0

I have an Avro schema file customer.avsc. I already successfully created the Avro object using builder, and I can read the avro object. I am wondering how to convert the customer avro object into Byte and store it in the database. Thanks a lot!

    public static void main(String[] args) {

        // we can now build a customer in a "safe" way
        Customer.Builder customerBuilder = Customer.newBuilder();
        customerBuilder.setAge(30);
        customerBuilder.setFirstName("Mark");
        customerBuilder.setLastName("Simpson");
        customerBuilder.setAutomatedEmail(true);
        customerBuilder.setHeight(180f);
        customerBuilder.setWeight(90f);

        Customer customer = customerBuilder.build();
        System.out.println(customer);
        System.out.println(111111);

        // write it out to a file
        final DatumWriter<Customer> datumWriter = new SpecificDatumWriter<>(Customer.class);

        try (DataFileWriter<Customer> dataFileWriter = new DataFileWriter<>(datumWriter)) {
            dataFileWriter.create(customer.getSchema(), new File("customer-specific.avro"));
            dataFileWriter.append(customer);
            System.out.println("successfully wrote customer-specific.avro");
        } catch (IOException e){
            e.printStackTrace();
        }
OneCricketeer
  • 179,855
  • 19
  • 132
  • 245
Shan
  • 177
  • 3
  • 12
  • Have you found the Avro `BinaryEncoder` class? – OneCricketeer Feb 10 '21 at 19:34
  • Thanks for your reply, and I have successfully converted the Avro into Byte using BinaryEncoder.
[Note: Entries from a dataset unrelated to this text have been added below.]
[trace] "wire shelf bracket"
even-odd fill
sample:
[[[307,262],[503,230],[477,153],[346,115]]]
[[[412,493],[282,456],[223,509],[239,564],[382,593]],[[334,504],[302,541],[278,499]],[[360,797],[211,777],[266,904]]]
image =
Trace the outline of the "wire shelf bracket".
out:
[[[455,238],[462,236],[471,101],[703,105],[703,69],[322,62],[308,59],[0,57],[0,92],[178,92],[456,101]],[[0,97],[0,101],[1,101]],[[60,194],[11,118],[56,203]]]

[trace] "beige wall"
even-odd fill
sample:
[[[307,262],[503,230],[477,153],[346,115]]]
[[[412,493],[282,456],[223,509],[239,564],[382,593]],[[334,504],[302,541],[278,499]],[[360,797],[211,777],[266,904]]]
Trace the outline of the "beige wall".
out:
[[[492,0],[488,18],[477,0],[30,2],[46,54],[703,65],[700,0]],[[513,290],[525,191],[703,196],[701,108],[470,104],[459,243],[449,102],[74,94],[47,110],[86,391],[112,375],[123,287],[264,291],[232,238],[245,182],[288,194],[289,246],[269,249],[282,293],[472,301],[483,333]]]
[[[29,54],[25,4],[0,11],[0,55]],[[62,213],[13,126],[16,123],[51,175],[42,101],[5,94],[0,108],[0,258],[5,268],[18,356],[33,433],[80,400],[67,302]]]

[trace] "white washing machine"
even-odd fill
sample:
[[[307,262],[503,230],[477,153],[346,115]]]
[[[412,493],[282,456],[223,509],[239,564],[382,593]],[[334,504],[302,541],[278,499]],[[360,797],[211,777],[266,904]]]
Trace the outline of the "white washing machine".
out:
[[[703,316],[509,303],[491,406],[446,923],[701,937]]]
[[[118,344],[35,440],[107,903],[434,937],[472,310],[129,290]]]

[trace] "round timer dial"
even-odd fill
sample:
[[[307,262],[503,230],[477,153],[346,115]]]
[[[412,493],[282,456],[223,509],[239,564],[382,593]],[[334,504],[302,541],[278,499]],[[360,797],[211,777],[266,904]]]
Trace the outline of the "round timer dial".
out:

I am using Specific Record now, and I believe generating a Java class for the Avro schema is required. If I don't want to generate a Java class, do you know how to use the specific version / schema id for the consumer? I saw someone using Python to do that. https://stackoverflow.com/questions/60467878/how-to-programmatically-get-schema-from-confluent-schema-registry-in-python Do you know if there is a similar way for Java? Please correct me if I am wrong. Thanks a lot! – Shan Feb 10 '21 at 20:34
  • You can use the [Schema Registry Maven plugin](https://docs.confluent.io/platform/current/schema-registry/develop/maven-plugin.html#schema-registry-download) to download the latest version, then the [standard Avro Maven plugin](https://docs.confluent.io/platform/current/schema-registry/develop/maven-plugin.html#schema-registry-download) to generate a SpecificRecord subclass for that. I dont think the Maven plugin supports downloading specific versions, though, looking at the source code. You might find the Jackson Avro library useful, but that doesn't really integrate with the registry – OneCricketeer Feb 10 '21 at 22:54
  • The way we use Avro, we have the producers push versioned schemas+classes to a Maven repo **and** the Registry, which allows consumers to pull those just as regular Maven dependencies. But, if you are wanting to write data to MySQL and have the Confluent Schema Registry, you'd ideally be using Kafka Connect for this, which does not require specific classes or a custom consumer application – OneCricketeer Feb 10 '21 at 22:57
  • Thanks for your detailed explanation! The reason why I need to convert that into Byte is because I use Debezium connector to achieve outbox pattern, and one column in the outbox table has the nested format (which requires either json (converted into string)/avro (converted into byte)), and the mysql db is the source. Based on the information you provided, I think pulling the schema from registry as the maven dependencies to use it in the consumer project is the best idea for future schema evolution. – Shan Feb 11 '21 at 03:24
  • You should be able to use ByteArrayConverter with this transform to get connect to write bytes into a database column https://docs.confluent.io/platform/current/connect/transforms/hoistfield.html – OneCricketeer Feb 11 '21 at 14:38
  • Thank you so much! Giving me a lot of directions and solutions!! – Shan Feb 12 '21 at 17:08

1 Answers1

0

I am using BinaryEncoder to solve this problem. In this case, the avro could be converted into Byte and saved into the MySQL database. Then when receiving the data from kafka (byte -> MySQL -> Debezium Connector -> Kafka -> Consumer API), then I can just decode the payload of that byte column into avro / Java object again with the same schema. Here is the code.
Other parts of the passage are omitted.